Le cri du projectionniste le soir au-dessus des gens

La Zone d'intérêt

Publié par Le Projectionniste sur 20 Février 2024, 18:05pm

Catégories : #Films récents

La Zone d'intérêt

Grand film. Comme beaucoup de gens je suis emballé par l’approche visuelle et sonore de Jonathan Glazer, son dispositif est ahurissant. La vie quotidienne de cette famille d’Allemands, à quelques mètres d’un camp d’extermination, est filmée avec une virtuosité et une science du cadrage exceptionnelle. Il ne s’agit pas de n’importe quelle famille puisque c’est celle du commandant du camp.

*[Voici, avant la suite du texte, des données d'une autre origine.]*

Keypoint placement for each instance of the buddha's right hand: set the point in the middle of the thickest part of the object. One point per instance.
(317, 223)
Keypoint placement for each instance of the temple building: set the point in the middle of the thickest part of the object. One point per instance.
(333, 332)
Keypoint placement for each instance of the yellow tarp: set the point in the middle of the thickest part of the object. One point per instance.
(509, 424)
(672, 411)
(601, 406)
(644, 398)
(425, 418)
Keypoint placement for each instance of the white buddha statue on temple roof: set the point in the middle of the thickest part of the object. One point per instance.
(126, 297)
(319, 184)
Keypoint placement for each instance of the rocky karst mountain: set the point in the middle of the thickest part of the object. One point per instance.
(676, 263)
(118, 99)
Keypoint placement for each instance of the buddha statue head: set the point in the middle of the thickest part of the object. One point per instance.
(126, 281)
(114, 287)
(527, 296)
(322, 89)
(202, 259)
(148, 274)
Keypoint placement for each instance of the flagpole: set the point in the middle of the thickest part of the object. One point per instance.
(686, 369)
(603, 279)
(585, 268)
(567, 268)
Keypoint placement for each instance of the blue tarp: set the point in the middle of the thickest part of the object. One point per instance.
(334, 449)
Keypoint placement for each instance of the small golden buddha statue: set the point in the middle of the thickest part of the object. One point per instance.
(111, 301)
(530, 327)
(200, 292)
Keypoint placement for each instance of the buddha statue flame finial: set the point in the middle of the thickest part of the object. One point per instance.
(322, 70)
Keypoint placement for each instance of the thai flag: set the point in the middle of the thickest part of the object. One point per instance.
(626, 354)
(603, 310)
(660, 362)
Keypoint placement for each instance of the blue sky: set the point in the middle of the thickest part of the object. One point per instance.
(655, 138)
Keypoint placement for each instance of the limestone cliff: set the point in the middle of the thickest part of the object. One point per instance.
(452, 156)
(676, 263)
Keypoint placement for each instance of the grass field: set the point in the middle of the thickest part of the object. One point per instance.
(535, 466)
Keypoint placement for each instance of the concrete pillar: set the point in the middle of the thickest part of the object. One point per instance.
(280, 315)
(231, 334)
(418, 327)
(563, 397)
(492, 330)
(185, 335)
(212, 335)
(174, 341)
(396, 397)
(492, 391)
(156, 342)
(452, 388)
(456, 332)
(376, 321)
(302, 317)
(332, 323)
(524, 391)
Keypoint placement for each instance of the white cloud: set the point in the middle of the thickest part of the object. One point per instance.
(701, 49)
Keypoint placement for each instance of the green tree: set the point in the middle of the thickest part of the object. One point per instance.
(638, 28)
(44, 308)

Tout ce qui est monstrueux est hors-champ, tout ce qui est banal est plein écran, tout baigne dans une nappe sonore incommodante évoquant la barbarie toute proche, c’est pour cela que La Zone d’intérêt est indiscutablement un grand film. La seule scène explicite est celle où deux « logisticiens » de la tuerie de masse viennent exposer leur nouvelle et monstrueuse invention en ne parlant jamais des futures victimes de cette machine infernale. D’un point de vue cinématographique c’est fabuleux, c’est du jamais vu. Je pose cependant un petit bémol.

Dans la dernière partie, Jonathan Glazer quitte la maison et le procédé génial installé autour et dans le jardin. Il filme l’officier nazi loin de chez lui et nous explique la solution finale dans des scènes déjà vues et termine le film en montrant les fours crématoires et le musée d’Auschwitz. J’ai eu l’impression qu’après s’être donné du mal à ne rien nous montrer, le réalisateur avait changé d’avis en nous mettant sous le nez l’horreur dissimulée pendant une heure et demie, comme une sorte de justification de son formidable travail de « camouflage » de la Shoah.

Pour moi ce film et surtout son titre, La Zone d’intérêt, agit sur chaque spectateur comme un révélateur des images qu’il a déjà en mémoire et de l’intérêt, justement, qu’il porte aux événements barbares de la seconde guerre mondiale. Notre âge, notre famille, le lieu où l’on habite, les études que l’on a faites, les livres lus, les films vus, tout rentre en ligne de compte. C’est pour cette raison, entre autres, que la représentation de la Shoah au cinéma provoque toujours des réactions très différentes, voire complétement opposées, chez les spectateurs.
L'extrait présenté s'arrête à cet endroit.